David Conte – “God for all intents and purposes is an equal sign, and at least up until now, something humanity has always been able to believe in is that the universe adds up.”

A+B=C

Galileo, Copernicus, Kepler, Rutherford, Bohr, Einstein, Heisenberg or even more fundamentally Judaism, Daoism, Buddhism…they all set out for one thing, explain the unexplainable.  That’s what we do as people, we explain the uncanny; we give what is “not-at-home” a home.  The quest of figuring out the universe is simply to eliminate the things in or lives we cannot explain.  That’s the driving force behind science and religion.  Any thing not at home is homeless, and to be homeless is to be uncanny.  This is the reason for Navidson’s obsession; he had to give the homeless a home.  His case is of course special though.  The existential mode of the “not-at-home” for Navidson was not the behavior of the electron or the motion of the planets, it was his home, and it demanded explanation. 

For Navidson explanation could only come from experiance, from Expeditions.  What’s interesting though is insight never comes from an Expedition, it only comes from an Exploration.  The first four Expeditions are only that, Expeditions. They are thought out, planned, and goal orientated.  Of course they all end with the same conclusion, nothing.  Expedition 5 is the first attempt at honest exploration.  Navidson is even quoted saying “I am in no hurry.”  This is the first time that someone goes into the hallways and enters the existential mode of not-at-home.  This time he is on a journey, a journey for comprehension, but the only way to achieve this is for Navidson is to strip it all way.

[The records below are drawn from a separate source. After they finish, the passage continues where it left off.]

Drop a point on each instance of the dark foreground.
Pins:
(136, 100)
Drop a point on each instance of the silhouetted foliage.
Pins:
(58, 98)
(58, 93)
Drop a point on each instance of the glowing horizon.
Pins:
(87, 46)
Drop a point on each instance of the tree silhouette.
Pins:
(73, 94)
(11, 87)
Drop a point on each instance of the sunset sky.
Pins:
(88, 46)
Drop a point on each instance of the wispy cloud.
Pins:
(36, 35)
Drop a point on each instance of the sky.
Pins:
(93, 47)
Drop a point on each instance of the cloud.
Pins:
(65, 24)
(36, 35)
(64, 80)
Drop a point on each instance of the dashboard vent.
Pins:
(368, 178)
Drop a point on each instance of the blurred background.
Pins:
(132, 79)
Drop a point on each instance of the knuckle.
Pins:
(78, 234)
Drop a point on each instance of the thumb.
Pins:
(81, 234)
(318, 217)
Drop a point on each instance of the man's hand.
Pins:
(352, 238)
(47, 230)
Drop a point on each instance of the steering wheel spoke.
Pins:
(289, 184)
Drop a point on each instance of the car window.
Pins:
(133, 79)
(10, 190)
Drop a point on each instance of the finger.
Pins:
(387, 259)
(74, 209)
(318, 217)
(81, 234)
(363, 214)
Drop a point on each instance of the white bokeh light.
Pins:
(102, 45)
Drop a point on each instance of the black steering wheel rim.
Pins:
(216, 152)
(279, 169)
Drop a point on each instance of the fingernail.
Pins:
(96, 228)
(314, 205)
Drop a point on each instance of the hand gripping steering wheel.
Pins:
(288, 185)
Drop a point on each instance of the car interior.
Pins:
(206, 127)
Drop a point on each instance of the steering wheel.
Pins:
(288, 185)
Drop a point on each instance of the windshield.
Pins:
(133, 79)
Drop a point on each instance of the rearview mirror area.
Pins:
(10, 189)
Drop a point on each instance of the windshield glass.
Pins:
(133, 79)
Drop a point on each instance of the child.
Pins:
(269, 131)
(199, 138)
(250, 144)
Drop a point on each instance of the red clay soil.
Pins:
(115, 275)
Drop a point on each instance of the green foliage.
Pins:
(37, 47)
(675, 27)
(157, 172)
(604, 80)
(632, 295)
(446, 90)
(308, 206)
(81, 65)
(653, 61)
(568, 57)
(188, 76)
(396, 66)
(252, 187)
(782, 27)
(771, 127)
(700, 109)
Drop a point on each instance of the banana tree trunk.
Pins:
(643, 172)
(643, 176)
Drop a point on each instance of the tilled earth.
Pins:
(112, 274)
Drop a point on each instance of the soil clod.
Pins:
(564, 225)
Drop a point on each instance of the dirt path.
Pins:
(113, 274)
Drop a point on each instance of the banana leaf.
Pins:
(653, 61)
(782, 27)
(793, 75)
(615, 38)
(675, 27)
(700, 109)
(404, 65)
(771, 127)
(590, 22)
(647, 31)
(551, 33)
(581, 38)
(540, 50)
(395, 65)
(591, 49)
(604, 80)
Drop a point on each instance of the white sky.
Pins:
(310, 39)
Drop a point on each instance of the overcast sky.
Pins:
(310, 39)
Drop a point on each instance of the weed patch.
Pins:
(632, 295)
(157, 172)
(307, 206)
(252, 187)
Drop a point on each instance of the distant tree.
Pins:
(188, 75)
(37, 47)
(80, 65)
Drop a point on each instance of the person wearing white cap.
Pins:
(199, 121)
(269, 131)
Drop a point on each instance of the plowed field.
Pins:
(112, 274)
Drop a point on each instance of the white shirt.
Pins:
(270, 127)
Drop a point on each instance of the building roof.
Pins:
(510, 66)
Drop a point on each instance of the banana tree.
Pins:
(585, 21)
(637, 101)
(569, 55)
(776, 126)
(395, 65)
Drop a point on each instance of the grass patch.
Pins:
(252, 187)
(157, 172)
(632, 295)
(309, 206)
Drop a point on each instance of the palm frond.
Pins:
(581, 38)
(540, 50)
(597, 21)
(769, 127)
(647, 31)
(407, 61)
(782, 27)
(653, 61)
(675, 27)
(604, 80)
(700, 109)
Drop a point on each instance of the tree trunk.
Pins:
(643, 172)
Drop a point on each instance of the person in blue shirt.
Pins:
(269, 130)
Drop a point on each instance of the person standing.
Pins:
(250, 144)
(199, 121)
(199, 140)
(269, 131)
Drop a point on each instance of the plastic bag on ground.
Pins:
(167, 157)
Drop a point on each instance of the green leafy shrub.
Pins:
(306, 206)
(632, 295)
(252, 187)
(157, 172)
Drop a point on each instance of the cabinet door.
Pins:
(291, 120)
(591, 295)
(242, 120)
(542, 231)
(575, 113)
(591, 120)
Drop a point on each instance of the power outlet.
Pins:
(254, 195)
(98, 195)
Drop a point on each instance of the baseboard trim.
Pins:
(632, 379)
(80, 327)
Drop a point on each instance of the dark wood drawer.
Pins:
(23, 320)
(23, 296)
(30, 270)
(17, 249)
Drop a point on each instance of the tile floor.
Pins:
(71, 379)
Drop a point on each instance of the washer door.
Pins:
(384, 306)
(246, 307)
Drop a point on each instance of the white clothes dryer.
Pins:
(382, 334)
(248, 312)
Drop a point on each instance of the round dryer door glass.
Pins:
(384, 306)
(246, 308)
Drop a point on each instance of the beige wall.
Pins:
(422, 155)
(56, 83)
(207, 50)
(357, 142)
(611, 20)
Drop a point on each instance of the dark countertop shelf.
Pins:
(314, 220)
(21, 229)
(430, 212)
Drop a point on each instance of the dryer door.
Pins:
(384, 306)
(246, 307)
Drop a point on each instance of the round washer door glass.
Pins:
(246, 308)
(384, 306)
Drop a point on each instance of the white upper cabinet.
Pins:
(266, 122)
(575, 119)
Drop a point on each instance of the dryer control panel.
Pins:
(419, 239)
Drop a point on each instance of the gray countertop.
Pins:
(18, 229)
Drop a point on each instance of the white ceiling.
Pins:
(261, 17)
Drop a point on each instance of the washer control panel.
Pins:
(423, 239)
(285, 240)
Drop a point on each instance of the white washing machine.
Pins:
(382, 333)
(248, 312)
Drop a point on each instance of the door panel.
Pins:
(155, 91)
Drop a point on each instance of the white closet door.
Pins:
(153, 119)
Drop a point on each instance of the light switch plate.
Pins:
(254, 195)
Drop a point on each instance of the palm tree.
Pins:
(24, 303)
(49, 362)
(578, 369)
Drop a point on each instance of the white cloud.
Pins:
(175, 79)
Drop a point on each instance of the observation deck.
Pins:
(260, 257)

Day by day (or night by night, which every you prefer) Navidson begins to give him self up.  Finally when his body is in a state of dehydration and starvation and his batteries are spent and his last match is burned he gives up, and he gives him self over to the house. 
            The result is him moving to Vermont, marrying Karen, and spending time with his wife.  The house he sells, never to return to again, even though he admitted it is still a mystery.  That doesn’t seem to matter though.  It’s a mystery that does not need any more solving, at least by him. Of course the house was never what was uncanny in the first place…right?